Depuis la visite que vous avez eu la bonté de me faire, il y a deux ans, dans mon logement du Temple. — la seule fois de toute ma vie où je n’aie pas goûte de plaisir à vous voir. — que n’ai-je pas souffert ? Et depuis qu’il a plu à Dieu de me rendre l’usage de ma raison, quelles joies n’ai-je pas éprouvées ? Vous savez par expérience combien c’est chose agréable, de sentir les premières approches de la santé après une fièvre : mais oh ! quand il s’agit d’une fièvre du cerveau ! Avoir conscience du relâchement de ce feu-là, c’est en vérité une faveur que personne, je crois bien, ne saurait recevoir sans une gratitude profonde.

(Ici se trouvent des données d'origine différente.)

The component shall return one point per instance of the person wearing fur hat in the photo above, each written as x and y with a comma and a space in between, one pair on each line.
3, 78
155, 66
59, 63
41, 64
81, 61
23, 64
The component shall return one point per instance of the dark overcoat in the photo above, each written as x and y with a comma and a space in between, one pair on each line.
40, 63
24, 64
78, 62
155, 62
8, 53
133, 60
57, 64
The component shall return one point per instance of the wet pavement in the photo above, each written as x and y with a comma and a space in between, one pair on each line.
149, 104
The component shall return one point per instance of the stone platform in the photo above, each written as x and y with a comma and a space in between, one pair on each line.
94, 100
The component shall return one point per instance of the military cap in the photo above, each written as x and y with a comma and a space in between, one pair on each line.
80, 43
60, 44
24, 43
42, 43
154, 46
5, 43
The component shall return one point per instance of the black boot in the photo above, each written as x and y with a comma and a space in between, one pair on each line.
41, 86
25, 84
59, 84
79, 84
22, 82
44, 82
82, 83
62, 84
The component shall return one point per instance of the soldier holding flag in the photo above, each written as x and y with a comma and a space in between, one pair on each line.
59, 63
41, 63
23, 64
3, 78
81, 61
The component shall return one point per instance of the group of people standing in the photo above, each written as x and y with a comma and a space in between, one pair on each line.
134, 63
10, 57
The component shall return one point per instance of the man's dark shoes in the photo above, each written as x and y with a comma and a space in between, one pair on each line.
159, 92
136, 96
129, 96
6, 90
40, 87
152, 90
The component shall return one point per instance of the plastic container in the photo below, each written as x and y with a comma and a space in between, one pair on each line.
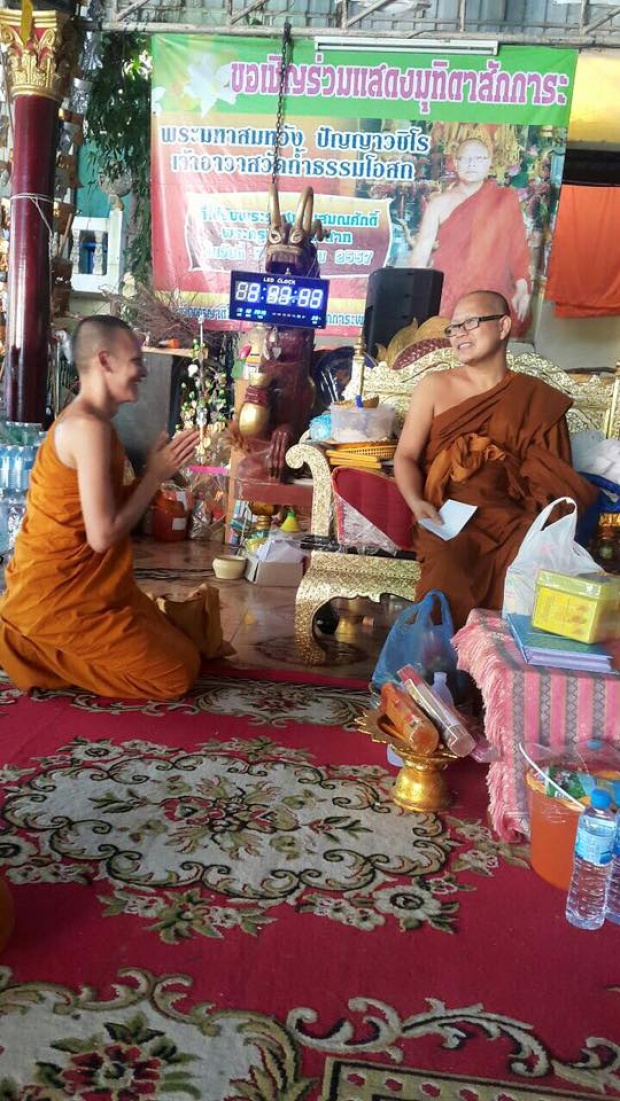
352, 425
585, 607
612, 913
553, 829
591, 870
170, 514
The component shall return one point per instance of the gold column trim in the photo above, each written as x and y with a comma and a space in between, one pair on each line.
41, 50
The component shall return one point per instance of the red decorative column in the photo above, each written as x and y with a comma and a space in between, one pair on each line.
40, 50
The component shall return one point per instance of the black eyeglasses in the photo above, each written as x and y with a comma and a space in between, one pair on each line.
470, 323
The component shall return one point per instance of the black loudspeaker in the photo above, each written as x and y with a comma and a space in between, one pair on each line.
396, 295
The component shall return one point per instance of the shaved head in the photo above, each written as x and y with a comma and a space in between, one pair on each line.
487, 302
94, 335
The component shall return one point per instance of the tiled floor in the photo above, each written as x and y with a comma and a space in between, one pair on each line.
259, 620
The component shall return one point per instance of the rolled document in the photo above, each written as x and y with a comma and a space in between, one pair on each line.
454, 734
412, 725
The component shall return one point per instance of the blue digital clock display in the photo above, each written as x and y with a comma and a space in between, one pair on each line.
279, 300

Quant à moi, pour terrible que soit une telle forme du châtiment, je suis prêt à y découvrir la main d’une justice infinie ; et je n’ai pas de peine, non plus, à y reconnaître la main d’une bonté infinie, lorsque je considère l’effet qu’a eu sur moi cette lourde épreuve. Je demande seulement au ciel qu’il me soit toujours permis de me rappeler la signification secrète de celle-ci : moyennant quoi, je suis sûr de continuer toujours à être, comme je le suis à présent, parfaitement heureux.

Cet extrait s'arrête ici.